Sur la piste, quelques cavaliers malhabiles corrigent leurs pas quand leur partenaires plus expérimentés les guident parfois les yeux fermés aux sons de violons, flûtes, accordéons ou autres cornemuses.
« Tout le monde est là pour danser, pas pour draguer ou se montrer. On lâche tout jusqu’à atteindre une émotion intense, une joie pure. On se sent vivant », s’enthousiasme une autre participante venue d’Annecy, Anna Maria Vital, 50 ans.
Mazurkas, bourrées à deux ou trois temps, chapeloise, scottish, cercle circassien, contredanses anglaises, danses créoles, d’Israël, de Grèce ou de Catalogne, le choix est vaste.
« Il y a toutes les écoles de pensée, différentes manières d’enseigner et la richesse de musiques et danses venues de toute l’Europe et d’ailleurs », explique le fondateur du festival Bernard Coclet, à la tête d’une armée de 450 bénévoles.
L’ouverture à l’Europe était déjà inscrite dans les gènes du festival dès ses débuts sur l’ancienne ferme familiale. « Quand on danse, on s’ouvre forcément vers l’autre », affirme ce grand spécialiste de la bourrée.
Nuits blanches
D’ailleurs, plus d’un tiers des participants vient de l’étranger. Comme Katarina Vidal, originaire de Slovaquie, qui vient chaque été depuis 21 ans, son « addiction ». « Pour mon premier bal, je dormais 1H30 chaque jour pendant une semaine. »
Pour le repos des danseurs, un espace équipé de hamacs a été aménagé. D’autres dorment à la belle étoile, sur le gazon, au camping voisin ou dans des gites à proximité.
Gabriele Gunella, joueur de vielle à roue du Piémont (Italie), se souvient lui aussi de ses débuts, « un choc ». « J’avais les yeux grands ouverts, comme un enfant dans un magasin de jouet », raconte ce bénévole.
Sous les chapiteaux, jeunes, familles et personnes âgées bravent la canicule et la fatigue. Ca se croise, se frôle, communique « par le geste et le sourire ».
« Le bal, c’est l’un des derniers endroits où l’on se touche, même si l’on ne se connaît pas, où les corps se rencontrent. Cela fait des décennies qu’on ne danse plus alors que l’humanité a toujours dansé.
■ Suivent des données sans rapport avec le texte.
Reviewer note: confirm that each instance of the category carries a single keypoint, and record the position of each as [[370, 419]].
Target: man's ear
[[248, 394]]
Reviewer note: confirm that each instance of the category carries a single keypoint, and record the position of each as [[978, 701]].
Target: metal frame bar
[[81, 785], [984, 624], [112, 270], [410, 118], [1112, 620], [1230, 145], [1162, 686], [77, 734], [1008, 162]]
Ici, on recrée du lien », explique la réalisatrice Laetitia Carton dont le film « Le Grand Bal », présenté l’an passé à Cannes et nommé cette année aux Césars, a donné un coup de projecteur au festival.
« Cette dimension collective, on la retrouve dans les raves, les tecknivals, mais c’est ‘déterritorialisé’. A Gennetines, on retrouve la singularité d’un territoire », souligne la jeune femme présente sur place.
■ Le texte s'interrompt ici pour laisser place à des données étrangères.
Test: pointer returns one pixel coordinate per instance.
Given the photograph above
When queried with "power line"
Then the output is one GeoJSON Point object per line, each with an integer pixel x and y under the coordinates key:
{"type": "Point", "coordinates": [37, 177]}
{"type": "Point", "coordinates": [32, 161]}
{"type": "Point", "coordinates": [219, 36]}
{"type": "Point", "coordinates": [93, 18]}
« Pas besoin de langage verbal, on s’apprivoise par le corps », abonde Amanda Robert, professeur de français.
Tous partagent un goût pour un même répertoire « trad », « folk », « néo-trad », « de pays ». et il est de de plus en plus en vogue de revisiter les traditions populaires avec des sonorités d’aujourd’hui.
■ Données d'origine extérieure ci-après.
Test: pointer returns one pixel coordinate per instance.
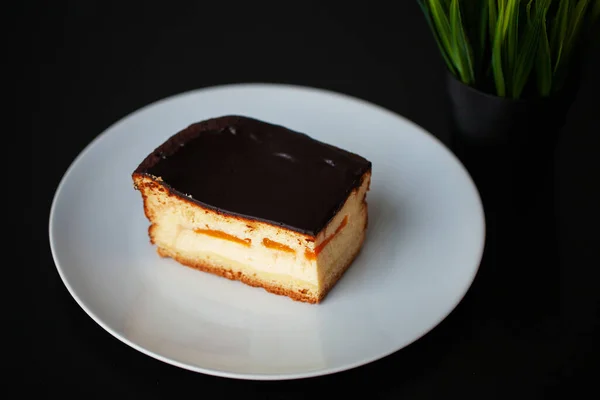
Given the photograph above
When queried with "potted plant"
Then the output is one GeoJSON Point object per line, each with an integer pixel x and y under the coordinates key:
{"type": "Point", "coordinates": [513, 71]}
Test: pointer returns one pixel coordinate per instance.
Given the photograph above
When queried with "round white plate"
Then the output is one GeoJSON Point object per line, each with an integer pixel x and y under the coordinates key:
{"type": "Point", "coordinates": [424, 244]}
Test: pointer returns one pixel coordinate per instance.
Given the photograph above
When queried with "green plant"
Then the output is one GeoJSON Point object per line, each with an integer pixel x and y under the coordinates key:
{"type": "Point", "coordinates": [511, 48]}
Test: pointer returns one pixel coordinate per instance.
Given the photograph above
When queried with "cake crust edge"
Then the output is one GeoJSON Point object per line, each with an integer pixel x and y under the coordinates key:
{"type": "Point", "coordinates": [301, 295]}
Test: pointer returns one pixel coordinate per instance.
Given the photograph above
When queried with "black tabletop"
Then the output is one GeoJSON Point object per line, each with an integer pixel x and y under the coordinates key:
{"type": "Point", "coordinates": [527, 328]}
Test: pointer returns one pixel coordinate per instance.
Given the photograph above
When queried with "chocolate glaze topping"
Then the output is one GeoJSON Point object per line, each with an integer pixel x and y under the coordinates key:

« Des musiques à danser pas folkloriques mais bien vivantes, en gestation permanente, intergénérationnelles. Un hymne aussi à la liberté individuelle dans la communauté, c’est punk quoi ! », fait valoir Patrick Bouffard, de la formation Central Bal, emblématique du centre de la France, tout vêtu de cuir noir.
« Le bal trad, c’est mieux que la boîte de nuit ! On ne danse pas dans son coin, on se regarde beaucoup, il y a une synergie », lance Romy Gaudefroy, 21 ans, entourée d’un groupe d’amis.
Parmi eux, la bourrée à deux temps fait l’unanimité : « C’est dynamique, ‘je te suis, je te fuis’, il y a les pas de base mais on peut beaucoup improviser », s’enthousiasme son copain de bal de Romy, Léo Jouberton, en mimant les gestes, avant de reprendre le chemin des parquets.